E, para que não haja dúvidas de que tudo isto se passa na imaginação do poeta, a sombra duma nau mais antiga entra pelo poeta dentro e passa para outro lado da sua alma (a alma do poeta tem duas faces, como já atrás a expressão "liberto em duplo" sugeria).
De notar que, nas últimas estrofes, ao contrário do que sucede no princípio do poema, é o porto que parece mais real do que a paisagem das árvores, que surge como uma imagem no fundo das águas. Há, portanto, a intersecção de planos reais com planos oníricos.
Na última estrofe, a confusão do real e do onírico atinge o cúmulo: há o porto real (o porto que passa) e o porto sonhado, ou onírico (o meu sonho do porto), a paisagem real (esta paisagem) e a paisagem idealizada ou onírica (o meu ver esta paisagem). Tal como em "Impressões do Crepúsculo", também neste poema há o jogo complicado entre o material e o imaterial, só que aqui esse jogo é ainda mais obscuro, porque mais complicado.
Sentimos, no entanto, no fim do texto, a sensação de que o poeta se liberta da realidade, transportando tudo para o campo do sonho, passando para "o outro lado da alma", e atraindo mesmo para esse mundo onírico a imagem da caravela mais antiga dum porto real, mas do passado. A imagem dessa caravela, ao ser como que absorvida na sua imaginação, é bem o símbolo do mundo sensível que se esgota no mundo inteligível do poeta.

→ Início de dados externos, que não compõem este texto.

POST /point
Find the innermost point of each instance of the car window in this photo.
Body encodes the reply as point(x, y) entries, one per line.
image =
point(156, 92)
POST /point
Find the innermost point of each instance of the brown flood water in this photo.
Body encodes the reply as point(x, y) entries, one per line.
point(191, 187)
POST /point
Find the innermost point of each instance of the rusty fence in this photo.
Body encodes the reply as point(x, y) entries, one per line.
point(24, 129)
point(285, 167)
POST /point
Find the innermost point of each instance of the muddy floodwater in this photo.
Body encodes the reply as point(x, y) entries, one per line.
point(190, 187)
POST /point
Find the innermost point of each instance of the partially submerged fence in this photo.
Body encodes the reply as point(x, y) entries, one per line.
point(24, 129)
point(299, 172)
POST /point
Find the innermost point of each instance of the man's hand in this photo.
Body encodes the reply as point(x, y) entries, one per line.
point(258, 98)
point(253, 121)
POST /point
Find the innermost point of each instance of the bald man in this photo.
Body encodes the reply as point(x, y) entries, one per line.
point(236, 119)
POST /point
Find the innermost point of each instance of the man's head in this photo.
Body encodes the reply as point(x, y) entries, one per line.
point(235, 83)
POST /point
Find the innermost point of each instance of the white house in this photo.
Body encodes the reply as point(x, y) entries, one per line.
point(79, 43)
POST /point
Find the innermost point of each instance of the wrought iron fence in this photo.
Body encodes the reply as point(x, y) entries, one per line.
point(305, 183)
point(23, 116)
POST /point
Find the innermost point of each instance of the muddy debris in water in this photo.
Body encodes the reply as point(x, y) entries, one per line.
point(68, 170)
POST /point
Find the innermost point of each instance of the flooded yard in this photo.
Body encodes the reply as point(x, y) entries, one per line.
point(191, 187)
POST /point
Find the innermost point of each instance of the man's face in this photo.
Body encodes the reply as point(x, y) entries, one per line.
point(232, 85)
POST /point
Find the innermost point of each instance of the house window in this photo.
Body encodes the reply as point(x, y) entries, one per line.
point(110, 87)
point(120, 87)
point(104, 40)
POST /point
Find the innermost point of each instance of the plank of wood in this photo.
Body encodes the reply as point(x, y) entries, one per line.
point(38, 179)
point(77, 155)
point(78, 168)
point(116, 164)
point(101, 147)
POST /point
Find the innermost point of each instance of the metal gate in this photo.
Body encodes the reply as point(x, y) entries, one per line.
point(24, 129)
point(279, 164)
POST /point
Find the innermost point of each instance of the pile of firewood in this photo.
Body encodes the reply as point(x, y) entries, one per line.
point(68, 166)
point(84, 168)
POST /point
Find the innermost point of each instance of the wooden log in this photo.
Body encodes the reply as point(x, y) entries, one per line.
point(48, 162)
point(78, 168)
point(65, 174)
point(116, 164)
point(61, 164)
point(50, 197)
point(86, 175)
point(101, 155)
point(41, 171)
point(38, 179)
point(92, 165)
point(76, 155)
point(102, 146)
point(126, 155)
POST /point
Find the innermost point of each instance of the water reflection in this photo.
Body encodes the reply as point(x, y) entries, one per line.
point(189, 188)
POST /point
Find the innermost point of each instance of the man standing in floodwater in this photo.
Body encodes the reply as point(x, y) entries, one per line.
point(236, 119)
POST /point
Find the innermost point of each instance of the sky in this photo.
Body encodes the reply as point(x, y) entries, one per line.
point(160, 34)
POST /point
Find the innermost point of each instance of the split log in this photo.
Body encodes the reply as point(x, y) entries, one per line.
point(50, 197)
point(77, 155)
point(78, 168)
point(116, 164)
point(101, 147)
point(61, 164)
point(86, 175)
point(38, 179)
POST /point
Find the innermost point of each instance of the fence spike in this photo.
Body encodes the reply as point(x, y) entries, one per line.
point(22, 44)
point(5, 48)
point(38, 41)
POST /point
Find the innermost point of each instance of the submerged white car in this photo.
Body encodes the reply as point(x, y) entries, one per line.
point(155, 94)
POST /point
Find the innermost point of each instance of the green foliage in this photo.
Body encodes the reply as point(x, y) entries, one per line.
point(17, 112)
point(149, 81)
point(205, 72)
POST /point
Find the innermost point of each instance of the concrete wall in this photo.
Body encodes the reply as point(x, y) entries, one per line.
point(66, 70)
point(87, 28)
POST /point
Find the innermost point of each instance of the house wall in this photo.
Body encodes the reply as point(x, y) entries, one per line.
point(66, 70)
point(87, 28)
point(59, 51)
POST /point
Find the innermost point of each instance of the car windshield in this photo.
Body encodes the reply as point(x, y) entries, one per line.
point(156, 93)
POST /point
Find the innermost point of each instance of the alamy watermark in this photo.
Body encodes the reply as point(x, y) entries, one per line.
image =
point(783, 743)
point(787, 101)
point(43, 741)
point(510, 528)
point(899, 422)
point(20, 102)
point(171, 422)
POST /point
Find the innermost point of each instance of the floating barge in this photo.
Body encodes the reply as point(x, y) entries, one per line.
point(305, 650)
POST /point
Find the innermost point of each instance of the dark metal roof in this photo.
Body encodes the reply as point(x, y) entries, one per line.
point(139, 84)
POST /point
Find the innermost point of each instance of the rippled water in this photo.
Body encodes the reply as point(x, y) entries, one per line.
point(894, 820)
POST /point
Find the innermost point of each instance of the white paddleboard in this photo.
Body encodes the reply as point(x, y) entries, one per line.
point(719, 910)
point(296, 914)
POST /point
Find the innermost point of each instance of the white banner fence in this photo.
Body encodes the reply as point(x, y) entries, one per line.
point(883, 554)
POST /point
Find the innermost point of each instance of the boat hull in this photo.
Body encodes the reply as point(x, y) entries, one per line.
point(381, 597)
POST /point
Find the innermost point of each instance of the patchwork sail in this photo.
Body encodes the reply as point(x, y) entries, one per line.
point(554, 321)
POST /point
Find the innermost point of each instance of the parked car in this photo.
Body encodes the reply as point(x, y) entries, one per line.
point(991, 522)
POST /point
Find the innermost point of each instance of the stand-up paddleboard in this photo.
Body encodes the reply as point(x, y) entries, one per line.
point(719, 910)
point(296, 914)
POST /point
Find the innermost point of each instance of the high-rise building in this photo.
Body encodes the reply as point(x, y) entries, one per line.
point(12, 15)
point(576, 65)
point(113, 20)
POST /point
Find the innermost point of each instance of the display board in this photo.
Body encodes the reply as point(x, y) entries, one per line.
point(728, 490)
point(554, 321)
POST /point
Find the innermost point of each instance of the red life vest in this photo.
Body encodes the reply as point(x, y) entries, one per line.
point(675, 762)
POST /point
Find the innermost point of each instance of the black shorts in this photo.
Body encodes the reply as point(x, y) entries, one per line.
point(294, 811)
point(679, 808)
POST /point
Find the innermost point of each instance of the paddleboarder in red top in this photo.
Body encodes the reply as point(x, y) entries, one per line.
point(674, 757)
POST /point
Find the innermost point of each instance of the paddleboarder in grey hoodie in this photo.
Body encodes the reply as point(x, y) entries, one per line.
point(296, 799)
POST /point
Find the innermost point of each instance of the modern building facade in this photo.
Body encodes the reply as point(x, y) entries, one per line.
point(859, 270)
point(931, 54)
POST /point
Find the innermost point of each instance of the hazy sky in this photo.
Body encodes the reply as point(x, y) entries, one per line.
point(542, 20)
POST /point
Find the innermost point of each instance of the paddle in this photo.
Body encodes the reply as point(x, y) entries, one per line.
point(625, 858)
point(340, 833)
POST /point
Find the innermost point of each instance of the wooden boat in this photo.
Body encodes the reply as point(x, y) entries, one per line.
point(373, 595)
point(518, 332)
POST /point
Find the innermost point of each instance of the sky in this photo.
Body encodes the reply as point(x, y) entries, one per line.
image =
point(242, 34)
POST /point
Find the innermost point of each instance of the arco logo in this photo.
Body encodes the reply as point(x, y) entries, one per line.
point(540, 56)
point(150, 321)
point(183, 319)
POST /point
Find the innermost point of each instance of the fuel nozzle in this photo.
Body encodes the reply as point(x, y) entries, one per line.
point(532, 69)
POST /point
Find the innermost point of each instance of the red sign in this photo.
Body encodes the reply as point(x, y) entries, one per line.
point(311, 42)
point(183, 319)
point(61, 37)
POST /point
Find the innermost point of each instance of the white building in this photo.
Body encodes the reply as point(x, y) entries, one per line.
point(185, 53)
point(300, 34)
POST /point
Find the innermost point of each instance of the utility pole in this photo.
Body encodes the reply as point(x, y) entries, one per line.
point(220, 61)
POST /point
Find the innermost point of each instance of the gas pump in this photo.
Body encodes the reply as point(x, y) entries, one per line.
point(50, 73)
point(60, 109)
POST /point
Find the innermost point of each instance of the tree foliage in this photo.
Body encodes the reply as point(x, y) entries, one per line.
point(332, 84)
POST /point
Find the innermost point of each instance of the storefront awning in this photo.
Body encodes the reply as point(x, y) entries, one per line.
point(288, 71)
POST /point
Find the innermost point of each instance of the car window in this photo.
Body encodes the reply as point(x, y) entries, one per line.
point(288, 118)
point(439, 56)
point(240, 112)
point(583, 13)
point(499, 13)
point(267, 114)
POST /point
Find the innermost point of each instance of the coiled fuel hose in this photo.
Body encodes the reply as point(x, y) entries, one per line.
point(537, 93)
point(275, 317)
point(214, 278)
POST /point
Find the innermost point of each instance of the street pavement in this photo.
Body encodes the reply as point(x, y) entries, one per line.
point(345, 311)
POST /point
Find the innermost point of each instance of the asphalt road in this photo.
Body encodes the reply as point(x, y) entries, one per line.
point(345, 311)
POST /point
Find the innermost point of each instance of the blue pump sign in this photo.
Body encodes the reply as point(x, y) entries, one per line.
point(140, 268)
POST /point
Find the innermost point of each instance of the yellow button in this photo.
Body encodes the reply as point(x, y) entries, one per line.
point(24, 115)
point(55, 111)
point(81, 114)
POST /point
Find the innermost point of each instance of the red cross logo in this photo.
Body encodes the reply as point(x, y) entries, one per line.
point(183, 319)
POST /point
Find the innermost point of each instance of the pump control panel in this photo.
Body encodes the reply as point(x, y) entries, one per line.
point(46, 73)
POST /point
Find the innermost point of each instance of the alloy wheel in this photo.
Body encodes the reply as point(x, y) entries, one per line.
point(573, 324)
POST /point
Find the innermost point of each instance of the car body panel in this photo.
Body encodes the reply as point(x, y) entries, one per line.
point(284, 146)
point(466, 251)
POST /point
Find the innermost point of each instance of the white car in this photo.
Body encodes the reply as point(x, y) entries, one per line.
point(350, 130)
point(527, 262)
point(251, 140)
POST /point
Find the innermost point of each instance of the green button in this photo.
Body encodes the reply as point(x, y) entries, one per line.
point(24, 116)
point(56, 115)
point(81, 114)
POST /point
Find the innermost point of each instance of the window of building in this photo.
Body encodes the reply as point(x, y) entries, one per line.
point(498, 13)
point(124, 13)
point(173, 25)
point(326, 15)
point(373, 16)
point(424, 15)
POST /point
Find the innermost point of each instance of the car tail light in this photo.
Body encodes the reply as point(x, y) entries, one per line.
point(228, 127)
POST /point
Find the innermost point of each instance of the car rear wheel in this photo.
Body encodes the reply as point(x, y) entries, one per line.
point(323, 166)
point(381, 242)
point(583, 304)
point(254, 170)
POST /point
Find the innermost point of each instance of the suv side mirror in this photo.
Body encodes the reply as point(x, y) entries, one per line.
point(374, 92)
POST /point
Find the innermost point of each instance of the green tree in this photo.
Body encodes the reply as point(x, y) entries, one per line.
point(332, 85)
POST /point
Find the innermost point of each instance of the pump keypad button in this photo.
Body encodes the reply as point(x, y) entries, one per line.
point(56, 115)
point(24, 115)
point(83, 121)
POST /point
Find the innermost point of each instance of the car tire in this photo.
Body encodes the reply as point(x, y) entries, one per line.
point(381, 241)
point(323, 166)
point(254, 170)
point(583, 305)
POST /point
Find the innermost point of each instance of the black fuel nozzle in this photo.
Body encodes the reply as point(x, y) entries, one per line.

Podemos ver aqui a tendência (frustrada) que sempre dramaticamente preocupou o poeta, de unificar o seu "eu", continuamente fragmentado. A unificação só podia fazer-se na inteligência (só existe o que é inteligível). Daí a superação, que se foi operando ao longo do poema, do mundo material pelo mundo onírico.
A complicação do mundo psíquico do poeta está já bem patente neste poema, que pode ter sido para ele uma tentativa, talvez frustrada, de descompressão psicológica, uma tentativa de "passar para o outro lado da minha alma".

A análise deste poema pode muito bem trazer-nos à ideia um quadro de pintura futurista, por exemplo, de Picasso, com todas as intersecções, desconexas e caóticas, de linhas e planos, com todos os contrastes dissonantes de cores,
"Chuva oblíqua" pode ter sido, pois, uma resposta lírica ao movimento futurista internacional, no campo da pintura, da escultura e da música, que tanto espantava e até agredia, o mundo cultural de então.

O poema é irregular quanto à estrutura estrófica, pois é constituído por quatro quadras e uma sextilha. É irregular quanto ao metro, pois há versos desde cinco sílabas (primeiro verso da quarta estrofe) até um de vinte e uma sílabas (terceiro da quarta estrofe). Não existe rima, sendo portanto todos os versos brancos.
A forma está, pois, de harmonia com a organização caótica das ideias: assim como não vimos qualquer simetria no desenvolvimento lógico (ou ilógico?) do assunto, assim também tudo na organização fónica do poema é assimétrico e dissonante. É inútil procurar qualquer ritmo externo; importa é que nós, leitores, nos metamos no ritmo interno que corresponde à corrente da emoção intelectual que empenhou o poeta na sua elaboração.
A forma do poema já é muito semelhante à dos poemas futuristas de Álvaro de Campos, só que, enquanto neste heterónimo predomina a extroversão, neste poema de Pessoa predomina a introversão.
O próprio Fernando Pessoa considera o Interseccionismo de uma "subjectividade excessiva", em contraposição com o Futurismo, que é "dinâmico e analítico por excelência" (carta ao Diário de Notícias de 04-06-1915).